### Re: Am I missing something about unfoldr?

wren romano <winterkoninkje <at> gmail.com>

2014-08-15 02:23:25 GMT

On Sat, Jul 26, 2014 at 5:10 PM, David Feuer <david.feuer <at> gmail.com> wrote:
> I think this is probably what Hinze et al, "Theory and Practice of Fusion"

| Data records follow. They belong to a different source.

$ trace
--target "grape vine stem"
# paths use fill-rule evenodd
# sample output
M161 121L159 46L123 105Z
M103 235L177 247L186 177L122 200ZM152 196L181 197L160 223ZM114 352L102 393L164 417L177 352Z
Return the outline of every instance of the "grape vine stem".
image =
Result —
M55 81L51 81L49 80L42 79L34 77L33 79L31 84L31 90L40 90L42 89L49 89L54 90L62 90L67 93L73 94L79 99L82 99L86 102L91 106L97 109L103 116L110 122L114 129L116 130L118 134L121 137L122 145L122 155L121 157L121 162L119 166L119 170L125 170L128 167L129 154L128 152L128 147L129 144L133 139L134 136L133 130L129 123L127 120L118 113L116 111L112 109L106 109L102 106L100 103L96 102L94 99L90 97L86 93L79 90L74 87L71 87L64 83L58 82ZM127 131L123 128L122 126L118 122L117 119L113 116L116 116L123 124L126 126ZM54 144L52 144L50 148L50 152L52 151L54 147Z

> describes as the fold/unfold law, "a fold after an unfold is a hylo" but I
> don't know enough to read that paper.
The two main styles of fusion are build/foldr and unfoldr/destroy. The
difference is in which side of the slash has the recursion. GHC's
choice to use build/foldr is because that worked more nicely with
various other facets of the language; this is discussed in some of the
early papers about list fusion in GHC.
The issue we run into is that you can't really have unfoldr/foldr
fusion because having recursion on both sides means they fight with
each other. But! we can fuse the operations together into a single
operation, and that single operation should behave nicely with both
build/foldr and unfoldr/destroy styles of fusion.

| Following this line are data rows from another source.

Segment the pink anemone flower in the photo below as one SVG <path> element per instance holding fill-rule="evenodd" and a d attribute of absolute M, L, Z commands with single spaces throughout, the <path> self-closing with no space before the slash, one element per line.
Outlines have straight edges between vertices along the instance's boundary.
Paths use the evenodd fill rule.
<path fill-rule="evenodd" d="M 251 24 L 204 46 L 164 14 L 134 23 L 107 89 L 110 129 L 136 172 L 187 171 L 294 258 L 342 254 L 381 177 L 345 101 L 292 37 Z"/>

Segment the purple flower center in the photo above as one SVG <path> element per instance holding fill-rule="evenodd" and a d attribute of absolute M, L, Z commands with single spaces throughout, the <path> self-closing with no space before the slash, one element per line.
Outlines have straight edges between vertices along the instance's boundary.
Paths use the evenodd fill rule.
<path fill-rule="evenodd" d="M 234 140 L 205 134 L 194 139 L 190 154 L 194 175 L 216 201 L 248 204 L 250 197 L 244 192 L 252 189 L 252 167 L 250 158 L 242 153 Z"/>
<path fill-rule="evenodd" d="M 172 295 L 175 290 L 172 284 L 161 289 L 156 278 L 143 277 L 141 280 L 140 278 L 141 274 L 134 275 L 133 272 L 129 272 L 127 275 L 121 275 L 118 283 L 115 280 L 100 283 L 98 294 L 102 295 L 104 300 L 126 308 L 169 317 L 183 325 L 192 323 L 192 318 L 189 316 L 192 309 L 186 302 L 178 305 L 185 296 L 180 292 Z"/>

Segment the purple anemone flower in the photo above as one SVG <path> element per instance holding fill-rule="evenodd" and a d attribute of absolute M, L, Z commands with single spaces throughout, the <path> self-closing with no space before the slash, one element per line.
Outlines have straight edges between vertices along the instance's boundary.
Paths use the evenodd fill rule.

A catamorphism is the class of recursion schemes you get by
generalizing over the list data type in foldr (hence foldr is the list
instance of cata). Dually, an anamorphism is the class of corecursion
schemes you get by generalizing over the list data type in unfoldr
(hence unfoldr is the list instance of ana). If we use an anamorphism
to expand some "seed" value into a structure (e.g., a list), but then
we immediately use a catamorphism to destroy that structure to produce
a "summary" value, then we can eliminate the intermediate structure
and just go from seed to summary directly. That's what hylomorphisms
do. So we have:
roll :: F (fix F) -> fix F
unroll :: fix F -> F (fix F)
cata :: (F b -> b) -> fix F -> b
cata f = f . fmap (cata f) . unroll
ana :: (a -> F a) -> a -> fix F
ana g = roll . fmap (ana g) . g
hylo :: (F b -> b) -> (a -> F a) -> a -> b
hylo f g = f . fmap (hylo f g) . g
where
cata f . ana g
== {definition}
f . fmap (cata f) . unroll . roll . fmap (ana g) . g
== {unroll/roll fusion}
f . fmap (cata f) . fmap (ana g) . g
== {functor law}
f . fmap (cata f . ana g) . g
== {inductive hypothesis}
f . fmap (hylo f g) . g
== {definition}
hylo f g
More specifically for lists:
hyloList :: b -> (x -> b -> b) -> (a -> Maybe (x,a)) -> a -> b
hyloList fnil fcons g a =
case g a of
Nothing -> fnil
Just (x,a') -> fcons x (hyloList fnil fcons g a')
If we inline hyloList whenever g is known concretely, then the
intermediate Maybe(_,_) structure will be fused away by the
case-of-constructor transform.
Hopefully that should be enough to get you started?
--
--
Live well,
~wren